Após um ano e meio de trabalho meticuloso, está prestes a ser reapresentado aos moradores e turistas o Cruzeiro Franciscano, importante marco histórico, religioso e arquitetônico de Itu. A Secretaria de Cultura e Patrimônio Histórico da estância turística já deu início à fase final das obras de restauro e recuperação estética do monumento, instalado na Praça Dom Pedro I, no centro histórico. Inserido em área tombada pelo Instituto do Patrimônio Histórico e Artístico Nacional (Iphan), o cruzeiro de Itu só é comparável como obra de arte aos cruzeiros da Igreja de São Francisco, em João Pessoa, e do Convento de Nossa Senhora das Neves, em Olinda.
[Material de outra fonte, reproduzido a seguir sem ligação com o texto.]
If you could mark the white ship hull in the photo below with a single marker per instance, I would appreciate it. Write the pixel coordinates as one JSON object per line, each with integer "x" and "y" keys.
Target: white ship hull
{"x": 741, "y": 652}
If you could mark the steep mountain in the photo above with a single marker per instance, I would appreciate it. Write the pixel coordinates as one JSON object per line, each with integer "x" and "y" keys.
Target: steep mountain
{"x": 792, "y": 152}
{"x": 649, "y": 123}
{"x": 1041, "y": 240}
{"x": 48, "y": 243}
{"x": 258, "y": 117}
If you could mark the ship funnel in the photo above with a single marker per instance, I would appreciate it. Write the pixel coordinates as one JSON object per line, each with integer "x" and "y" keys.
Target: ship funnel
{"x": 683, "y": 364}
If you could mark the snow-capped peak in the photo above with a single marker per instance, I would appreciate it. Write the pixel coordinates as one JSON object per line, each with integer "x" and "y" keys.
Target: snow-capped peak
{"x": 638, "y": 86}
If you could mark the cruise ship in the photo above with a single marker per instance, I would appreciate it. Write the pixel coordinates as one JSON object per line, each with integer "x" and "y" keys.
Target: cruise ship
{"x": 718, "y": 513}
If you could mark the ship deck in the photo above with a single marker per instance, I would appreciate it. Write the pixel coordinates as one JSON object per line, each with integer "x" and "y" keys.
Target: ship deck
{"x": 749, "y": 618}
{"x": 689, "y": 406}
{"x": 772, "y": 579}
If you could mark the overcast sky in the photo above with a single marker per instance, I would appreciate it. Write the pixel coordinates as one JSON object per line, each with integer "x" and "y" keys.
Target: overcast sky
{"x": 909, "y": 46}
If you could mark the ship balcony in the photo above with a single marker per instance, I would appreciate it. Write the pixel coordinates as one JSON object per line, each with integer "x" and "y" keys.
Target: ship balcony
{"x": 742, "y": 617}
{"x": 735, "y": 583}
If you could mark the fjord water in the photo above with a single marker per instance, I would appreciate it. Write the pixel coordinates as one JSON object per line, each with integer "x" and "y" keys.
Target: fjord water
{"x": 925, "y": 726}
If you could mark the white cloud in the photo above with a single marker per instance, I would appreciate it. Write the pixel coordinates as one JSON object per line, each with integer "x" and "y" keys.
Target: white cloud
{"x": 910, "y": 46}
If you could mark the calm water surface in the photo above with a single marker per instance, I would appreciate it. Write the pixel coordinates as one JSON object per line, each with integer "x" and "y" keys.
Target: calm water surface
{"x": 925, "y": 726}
Erguido há 227 anos, o mais alto cruzeiro do país foi construído com pedras bastante frágeis - arenito e varvito - além de serem pouco conhecidas como materiais de construção. Vale lembrar que não há nenhum registro específico de sua construção e só há pouco tempo se revelou que foi feito e erguido pelo mestre Thebas e seus ajudantes. Exposto ao relento ao longo de mais de dois séculos, o cruzeiro de Itu sofreu grande desgaste e estava a ponto de se tornar irrecuperável.
A prefeitura foi buscar o apoio técnico de várias especialidades da ciência que, juntas, forneceram subsídios científicos para o restauro de um bem considerado uma verdadeira relíquia. É o único cruzeiro do gênero no estado e um dos poucos do Brasil. Durante todo o processo de restauração, que foi realizado de forma minuciosa, os técnicos encontraram informações que até então estavam ocultas nas pedras, exigiam constante investigação para serem solucionadas.
Para a secretária Maitê Velho, a quantidade de informações obtidas durante todo o processo de restauro torna essa etapa final de importância crucial para o patrimônio histórico. "É a consolidação de um longo aprendizado durante toda a obra. Muitas informações serão usadas para subsidiar outros restauros e também para a formação de técnicos e especialistas nesse trabalho", disse. A recomposição da estrutura do monumento exigiu a aplicação de técnicas antigas, que já não são usadas em restauração, aliadas às novas tecnologias. Foi preciso produzir, por exemplo, massas com a mesma composição do arenito usado na construção do cruzeiro.
ARQUEOLOGIA - O restauro do Cruzeiro Franciscano, teve início em janeiro de 2021, com recursos do Fundo Estadual de Interesses Difusos. Por se tratar de obra única, foi necessária uma longa pesquisa preparatória que incluiu pesquisas arqueológicas em seu entorno, inclusive com o uso scanner. O equipamento permitiu localizar, além de partes de rochas e pedras remanescentes da construção do cruzeiro, vestígios da Itu antiga e de indígenas que habitaram a região. O material foi devidamente catalogado e será exposto.
O Cruzeiro Francisco é o único elemento que restou do conjunto arquitetônico dos religiosos fransciscanos que estiveram em Itu no século 18. Outra característica de relevância é o fato de ser uma das poucas obras deixadas por Thebas, mestre pedreiro negro que viveu de 1721 a 1811, deixando um legado artístico surpreendente. Escravo que comprou sua própria liberdade, Thebas foi essencial para a renovação do estilo arquitetônico da cidade de São Paulo no século 18. O artista é considerado um mestre nas técnicas de alvenarias, especialmente na cantaria (técnica de talhar pedras), além ter dominado os segredos da hidráulica.
São de sua lavra a pedra fundamental da fachada da antiga igreja do Mosteiro de São Bento (1766), o Chafariz da Misericórdia (1792), o primeiro chafariz da capital paulista, as partes frontais da igreja da Ordem Terceira do Carmo (1776) e da igreja da Ordem Terceira do Seráfico São Francisco (1783). O Cruzeiro Fransciscano de Itu (1795) foi uma de suas últimas obras. Apesar da importância de seu legado, só em 2018 ele foi reconhecido como arquiteto, tendo sido inserido postumamente nos quadros do Sindicato dos Arquitetos do Estado de São Paulo.